In 2018, the Ministry of Culture took up the reins of the former site of the ROC Air Force Command Headquarters, renaming it C-LAB and turning operations over to the Taiwan Living Arts Foundation (臺灣生活美學基金會) in August that year.

C-LAB is now a "cultural laboratory" that is being positioned as an international institution for cultural innovation. Combining art, technology, and society, it will serve as a public-facing incubator for cultural innovation with a mission to transform the Taiwanese capital through culture and contemplate the nation's future through artistic lens.

The first phase of the project focuses on the re-utilization of existing buildings, with art groups invited to take up residence through projects like "Creators" for gradually molding a new artistic and innovative ecosystem for Taiwan. At the same time, C-LAB will pursue international exchanges through projects like establishing the Taiwan Sound Lab in cooperation with French acoustics institute IRCAM, collaborating with South Korea's Gwangju Biennale Foundation, and participating in the annual "Chroniques — Biennale of the Digital Imagination" in France.

Phase two, meanwhile, will involve cooperation among the three Ministries of Culture, Economic Affairs, and Science & Technology. The Ministry of Culture has also set up a "spatial planning group," inviting partners from the worlds of architecture, urban planning, and arts and culture to take part. It is expected that after a year, the group will submit its construction plan for new C-LAB facilities to the Executive Yuan for approval.

After the demolition of the wall, restorations will continue into the second half of this year, including the renovation of the on-site Zhongzheng Hall. On the networking front, C-LAB will continue to build and develop platforms for contemporary art, technological media, and social innovation, as well as deepen cooperation with significant arts and cultural institutions worldwide.

The Ministries of Culture and Science & Technology will work together to foster two centers respectively dedicated to contemporary art and technological media, while a social innovation center will be backed by the Ministries of Economic Affairs and Science & Technology.

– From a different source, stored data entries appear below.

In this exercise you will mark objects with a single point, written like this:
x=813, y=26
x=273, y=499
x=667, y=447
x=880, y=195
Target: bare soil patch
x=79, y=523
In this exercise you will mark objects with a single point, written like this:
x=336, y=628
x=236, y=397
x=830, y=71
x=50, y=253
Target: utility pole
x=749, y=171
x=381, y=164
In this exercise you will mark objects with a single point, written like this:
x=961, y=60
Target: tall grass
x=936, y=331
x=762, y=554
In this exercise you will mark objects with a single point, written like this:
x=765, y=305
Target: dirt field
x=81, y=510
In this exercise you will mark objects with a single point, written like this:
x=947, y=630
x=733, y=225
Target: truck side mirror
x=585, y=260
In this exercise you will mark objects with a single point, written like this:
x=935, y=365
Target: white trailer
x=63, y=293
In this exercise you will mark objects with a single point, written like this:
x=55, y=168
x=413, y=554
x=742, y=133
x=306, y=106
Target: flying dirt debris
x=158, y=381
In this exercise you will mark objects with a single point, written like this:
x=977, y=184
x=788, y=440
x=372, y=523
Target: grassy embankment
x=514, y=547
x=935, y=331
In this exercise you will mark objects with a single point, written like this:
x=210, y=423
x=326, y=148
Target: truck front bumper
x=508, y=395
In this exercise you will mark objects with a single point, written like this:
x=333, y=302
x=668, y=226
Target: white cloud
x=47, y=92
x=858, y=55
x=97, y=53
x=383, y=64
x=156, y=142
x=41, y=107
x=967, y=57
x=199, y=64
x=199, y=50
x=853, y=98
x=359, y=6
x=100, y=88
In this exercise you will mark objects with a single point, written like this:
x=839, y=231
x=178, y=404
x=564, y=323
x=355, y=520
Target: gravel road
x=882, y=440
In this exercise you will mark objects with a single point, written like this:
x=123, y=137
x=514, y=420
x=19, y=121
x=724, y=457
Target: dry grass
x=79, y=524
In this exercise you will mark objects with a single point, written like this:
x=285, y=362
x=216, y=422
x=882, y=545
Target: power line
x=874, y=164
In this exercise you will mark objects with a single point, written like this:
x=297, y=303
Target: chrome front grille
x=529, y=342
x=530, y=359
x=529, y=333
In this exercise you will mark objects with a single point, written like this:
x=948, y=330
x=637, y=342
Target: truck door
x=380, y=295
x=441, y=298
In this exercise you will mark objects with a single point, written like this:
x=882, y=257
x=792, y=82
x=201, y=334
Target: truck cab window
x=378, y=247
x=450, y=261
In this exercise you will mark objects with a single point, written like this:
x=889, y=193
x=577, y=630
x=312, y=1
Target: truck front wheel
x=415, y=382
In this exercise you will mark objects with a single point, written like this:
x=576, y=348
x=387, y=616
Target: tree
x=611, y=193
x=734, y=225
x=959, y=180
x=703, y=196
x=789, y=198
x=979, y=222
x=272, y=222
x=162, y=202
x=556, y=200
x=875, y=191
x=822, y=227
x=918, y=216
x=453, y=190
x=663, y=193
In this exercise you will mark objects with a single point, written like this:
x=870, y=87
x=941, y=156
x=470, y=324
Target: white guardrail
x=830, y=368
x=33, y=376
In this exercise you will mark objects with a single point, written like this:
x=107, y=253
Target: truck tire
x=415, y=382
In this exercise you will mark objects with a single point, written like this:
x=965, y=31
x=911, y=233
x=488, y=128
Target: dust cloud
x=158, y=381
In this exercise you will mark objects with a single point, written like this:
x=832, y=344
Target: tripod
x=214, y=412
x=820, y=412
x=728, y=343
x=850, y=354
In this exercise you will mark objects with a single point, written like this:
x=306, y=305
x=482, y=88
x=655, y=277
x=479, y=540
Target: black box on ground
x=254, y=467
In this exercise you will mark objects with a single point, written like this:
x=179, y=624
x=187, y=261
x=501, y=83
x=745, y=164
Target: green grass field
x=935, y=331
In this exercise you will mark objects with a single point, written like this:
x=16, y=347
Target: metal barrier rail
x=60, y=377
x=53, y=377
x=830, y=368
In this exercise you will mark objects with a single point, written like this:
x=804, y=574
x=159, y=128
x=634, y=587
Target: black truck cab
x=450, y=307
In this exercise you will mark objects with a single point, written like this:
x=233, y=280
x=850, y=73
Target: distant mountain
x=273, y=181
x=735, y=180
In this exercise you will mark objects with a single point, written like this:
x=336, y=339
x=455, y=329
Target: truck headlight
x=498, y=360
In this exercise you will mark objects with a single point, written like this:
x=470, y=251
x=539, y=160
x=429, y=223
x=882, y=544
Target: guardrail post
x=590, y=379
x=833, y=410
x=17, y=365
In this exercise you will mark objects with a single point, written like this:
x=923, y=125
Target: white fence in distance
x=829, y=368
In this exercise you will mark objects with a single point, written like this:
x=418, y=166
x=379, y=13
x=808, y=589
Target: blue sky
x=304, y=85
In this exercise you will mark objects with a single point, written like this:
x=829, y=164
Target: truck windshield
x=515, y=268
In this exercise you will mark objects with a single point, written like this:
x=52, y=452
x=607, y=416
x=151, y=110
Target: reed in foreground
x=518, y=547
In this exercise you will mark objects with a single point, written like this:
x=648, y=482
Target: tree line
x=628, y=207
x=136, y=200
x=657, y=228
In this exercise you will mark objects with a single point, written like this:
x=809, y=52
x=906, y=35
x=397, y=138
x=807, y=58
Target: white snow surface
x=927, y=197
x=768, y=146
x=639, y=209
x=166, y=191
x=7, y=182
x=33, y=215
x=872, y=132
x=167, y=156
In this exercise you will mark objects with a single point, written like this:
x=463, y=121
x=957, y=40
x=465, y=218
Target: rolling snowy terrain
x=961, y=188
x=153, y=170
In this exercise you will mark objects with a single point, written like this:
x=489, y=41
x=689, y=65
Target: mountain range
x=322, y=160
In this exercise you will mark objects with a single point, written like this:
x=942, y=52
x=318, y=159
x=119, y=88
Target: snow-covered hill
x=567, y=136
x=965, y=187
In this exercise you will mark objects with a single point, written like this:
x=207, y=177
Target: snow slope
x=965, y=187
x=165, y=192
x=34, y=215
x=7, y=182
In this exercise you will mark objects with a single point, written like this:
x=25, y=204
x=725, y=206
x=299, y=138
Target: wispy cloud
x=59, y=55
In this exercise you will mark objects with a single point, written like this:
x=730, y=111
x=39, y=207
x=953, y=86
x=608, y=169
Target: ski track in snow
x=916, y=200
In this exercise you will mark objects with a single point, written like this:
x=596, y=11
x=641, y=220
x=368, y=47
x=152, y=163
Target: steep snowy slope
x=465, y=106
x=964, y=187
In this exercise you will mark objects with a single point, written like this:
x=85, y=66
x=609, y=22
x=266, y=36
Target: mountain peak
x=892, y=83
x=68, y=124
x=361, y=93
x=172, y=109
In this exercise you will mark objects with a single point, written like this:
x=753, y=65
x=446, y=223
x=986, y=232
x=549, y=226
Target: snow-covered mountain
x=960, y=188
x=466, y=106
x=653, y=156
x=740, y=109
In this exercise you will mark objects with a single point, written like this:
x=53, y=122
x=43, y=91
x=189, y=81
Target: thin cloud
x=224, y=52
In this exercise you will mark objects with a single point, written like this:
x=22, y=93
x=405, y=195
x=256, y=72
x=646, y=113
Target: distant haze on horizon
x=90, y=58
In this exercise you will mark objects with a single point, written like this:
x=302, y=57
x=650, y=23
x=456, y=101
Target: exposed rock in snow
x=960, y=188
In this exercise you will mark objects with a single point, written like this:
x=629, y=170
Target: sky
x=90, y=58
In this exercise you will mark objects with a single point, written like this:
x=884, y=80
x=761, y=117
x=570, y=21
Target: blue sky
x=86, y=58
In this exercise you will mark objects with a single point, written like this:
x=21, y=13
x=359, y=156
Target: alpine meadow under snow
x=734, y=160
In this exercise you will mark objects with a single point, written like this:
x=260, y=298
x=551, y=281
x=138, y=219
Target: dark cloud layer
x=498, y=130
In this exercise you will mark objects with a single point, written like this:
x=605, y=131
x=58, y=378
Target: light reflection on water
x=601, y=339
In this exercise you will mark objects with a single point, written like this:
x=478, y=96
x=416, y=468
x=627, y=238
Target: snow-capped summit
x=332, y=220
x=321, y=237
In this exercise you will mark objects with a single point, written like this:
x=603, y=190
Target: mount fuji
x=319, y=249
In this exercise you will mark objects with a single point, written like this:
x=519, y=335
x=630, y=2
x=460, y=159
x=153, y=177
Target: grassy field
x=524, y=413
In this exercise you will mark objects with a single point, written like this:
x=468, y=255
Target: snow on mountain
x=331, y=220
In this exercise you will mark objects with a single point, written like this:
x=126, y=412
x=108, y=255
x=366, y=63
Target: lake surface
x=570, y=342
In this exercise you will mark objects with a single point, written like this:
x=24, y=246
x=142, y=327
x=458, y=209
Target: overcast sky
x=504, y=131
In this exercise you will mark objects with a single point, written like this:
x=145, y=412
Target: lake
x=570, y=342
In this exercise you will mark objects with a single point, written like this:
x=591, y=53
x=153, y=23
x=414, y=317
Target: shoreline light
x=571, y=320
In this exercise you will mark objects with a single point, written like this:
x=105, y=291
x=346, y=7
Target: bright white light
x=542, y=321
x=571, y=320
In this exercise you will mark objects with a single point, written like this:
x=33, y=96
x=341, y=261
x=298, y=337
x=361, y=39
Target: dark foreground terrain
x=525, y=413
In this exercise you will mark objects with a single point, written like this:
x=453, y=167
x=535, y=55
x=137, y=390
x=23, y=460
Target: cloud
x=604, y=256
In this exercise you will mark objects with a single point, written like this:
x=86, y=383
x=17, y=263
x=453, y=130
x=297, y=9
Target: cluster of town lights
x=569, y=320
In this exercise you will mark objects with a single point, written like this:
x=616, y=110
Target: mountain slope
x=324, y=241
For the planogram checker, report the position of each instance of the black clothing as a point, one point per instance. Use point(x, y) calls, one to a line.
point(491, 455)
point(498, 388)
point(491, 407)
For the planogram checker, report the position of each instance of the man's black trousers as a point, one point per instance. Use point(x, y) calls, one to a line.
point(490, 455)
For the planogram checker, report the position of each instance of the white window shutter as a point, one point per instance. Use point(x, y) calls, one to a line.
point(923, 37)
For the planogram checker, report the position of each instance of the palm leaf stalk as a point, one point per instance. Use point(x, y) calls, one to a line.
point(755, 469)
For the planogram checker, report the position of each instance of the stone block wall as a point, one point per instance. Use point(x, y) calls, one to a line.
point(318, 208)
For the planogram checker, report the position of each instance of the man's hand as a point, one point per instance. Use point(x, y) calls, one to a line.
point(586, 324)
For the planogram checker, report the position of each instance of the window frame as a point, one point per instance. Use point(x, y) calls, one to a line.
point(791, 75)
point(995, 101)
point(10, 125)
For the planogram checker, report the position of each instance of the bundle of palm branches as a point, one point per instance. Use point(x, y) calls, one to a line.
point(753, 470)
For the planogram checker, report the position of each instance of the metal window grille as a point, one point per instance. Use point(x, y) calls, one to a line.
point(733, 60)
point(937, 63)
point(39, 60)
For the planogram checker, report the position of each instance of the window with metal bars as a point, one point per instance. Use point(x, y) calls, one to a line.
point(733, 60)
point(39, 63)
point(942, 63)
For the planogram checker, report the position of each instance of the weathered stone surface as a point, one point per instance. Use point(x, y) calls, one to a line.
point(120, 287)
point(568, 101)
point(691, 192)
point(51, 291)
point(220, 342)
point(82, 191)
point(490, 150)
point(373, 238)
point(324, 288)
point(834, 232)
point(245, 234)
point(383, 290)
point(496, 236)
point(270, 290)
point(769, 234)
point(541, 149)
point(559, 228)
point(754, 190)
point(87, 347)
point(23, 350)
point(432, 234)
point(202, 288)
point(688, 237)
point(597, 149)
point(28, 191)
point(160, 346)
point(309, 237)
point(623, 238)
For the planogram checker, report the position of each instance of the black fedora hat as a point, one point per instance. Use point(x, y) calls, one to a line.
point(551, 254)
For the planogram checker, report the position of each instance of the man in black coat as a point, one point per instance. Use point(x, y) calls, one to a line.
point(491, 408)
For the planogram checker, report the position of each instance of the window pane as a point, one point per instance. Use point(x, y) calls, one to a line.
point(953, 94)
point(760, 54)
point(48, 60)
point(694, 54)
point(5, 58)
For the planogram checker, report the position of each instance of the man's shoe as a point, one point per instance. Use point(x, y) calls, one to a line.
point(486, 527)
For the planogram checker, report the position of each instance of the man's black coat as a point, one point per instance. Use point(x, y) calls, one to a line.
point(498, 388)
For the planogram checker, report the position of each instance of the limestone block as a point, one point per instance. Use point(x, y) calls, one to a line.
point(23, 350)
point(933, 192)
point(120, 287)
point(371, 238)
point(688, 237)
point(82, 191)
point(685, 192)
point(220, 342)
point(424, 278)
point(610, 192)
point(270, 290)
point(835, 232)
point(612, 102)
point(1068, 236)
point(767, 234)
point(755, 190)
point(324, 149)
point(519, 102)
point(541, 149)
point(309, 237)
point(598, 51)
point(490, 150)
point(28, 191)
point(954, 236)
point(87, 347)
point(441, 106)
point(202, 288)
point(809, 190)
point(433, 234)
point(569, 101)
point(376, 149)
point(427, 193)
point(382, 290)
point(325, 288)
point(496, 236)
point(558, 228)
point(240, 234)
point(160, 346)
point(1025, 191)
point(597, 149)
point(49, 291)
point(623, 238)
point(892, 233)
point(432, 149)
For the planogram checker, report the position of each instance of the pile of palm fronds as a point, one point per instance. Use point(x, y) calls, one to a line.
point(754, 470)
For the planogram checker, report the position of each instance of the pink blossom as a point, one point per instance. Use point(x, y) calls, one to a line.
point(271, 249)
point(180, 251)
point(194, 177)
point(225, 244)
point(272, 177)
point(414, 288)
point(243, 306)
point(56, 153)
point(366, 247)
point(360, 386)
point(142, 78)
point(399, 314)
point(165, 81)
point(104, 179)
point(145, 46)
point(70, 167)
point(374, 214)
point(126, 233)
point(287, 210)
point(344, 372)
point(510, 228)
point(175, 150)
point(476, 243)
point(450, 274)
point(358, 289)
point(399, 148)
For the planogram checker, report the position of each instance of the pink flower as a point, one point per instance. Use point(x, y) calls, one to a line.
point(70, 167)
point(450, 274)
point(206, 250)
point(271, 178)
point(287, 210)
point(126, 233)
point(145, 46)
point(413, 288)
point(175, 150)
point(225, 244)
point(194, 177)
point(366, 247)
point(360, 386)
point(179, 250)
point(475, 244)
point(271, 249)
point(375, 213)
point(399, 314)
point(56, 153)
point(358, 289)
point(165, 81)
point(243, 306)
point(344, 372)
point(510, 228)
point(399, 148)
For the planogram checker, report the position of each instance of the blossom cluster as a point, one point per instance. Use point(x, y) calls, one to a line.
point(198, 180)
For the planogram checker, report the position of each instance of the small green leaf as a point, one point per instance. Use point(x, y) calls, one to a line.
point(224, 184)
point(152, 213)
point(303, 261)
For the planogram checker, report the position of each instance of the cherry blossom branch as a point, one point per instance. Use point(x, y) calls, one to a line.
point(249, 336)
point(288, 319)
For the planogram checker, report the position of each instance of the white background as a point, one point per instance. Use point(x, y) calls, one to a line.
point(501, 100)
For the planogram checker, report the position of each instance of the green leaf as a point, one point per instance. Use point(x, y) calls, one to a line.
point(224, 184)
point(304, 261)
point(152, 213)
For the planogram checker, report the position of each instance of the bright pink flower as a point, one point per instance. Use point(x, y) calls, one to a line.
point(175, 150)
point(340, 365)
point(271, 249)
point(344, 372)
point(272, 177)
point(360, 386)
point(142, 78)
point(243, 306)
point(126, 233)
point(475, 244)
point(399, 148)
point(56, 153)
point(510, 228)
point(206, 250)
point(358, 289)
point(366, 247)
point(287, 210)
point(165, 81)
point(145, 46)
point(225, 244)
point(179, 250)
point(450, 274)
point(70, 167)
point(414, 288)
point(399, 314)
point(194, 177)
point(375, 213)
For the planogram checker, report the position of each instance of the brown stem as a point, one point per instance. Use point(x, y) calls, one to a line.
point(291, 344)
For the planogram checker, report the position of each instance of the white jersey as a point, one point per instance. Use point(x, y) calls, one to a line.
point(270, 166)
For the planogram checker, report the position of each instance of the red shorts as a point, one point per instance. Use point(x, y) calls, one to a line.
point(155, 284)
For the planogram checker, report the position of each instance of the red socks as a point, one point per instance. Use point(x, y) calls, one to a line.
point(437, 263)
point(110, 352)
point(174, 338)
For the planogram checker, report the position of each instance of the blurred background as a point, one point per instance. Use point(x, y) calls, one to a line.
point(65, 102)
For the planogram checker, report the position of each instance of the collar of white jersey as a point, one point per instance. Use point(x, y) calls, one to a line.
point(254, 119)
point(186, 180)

With the wall officially falling today, C-LAB plans to commemorate the transformation of this physical space and the creation of virtual platforms for learning through an outdoor installation project titled "Wonderland." Artists, designers, and members of the Taiwanese public came together through this project to lift the veil of authoritanism from this former airbase and open it up to a future as a diverse, engaging urban public space.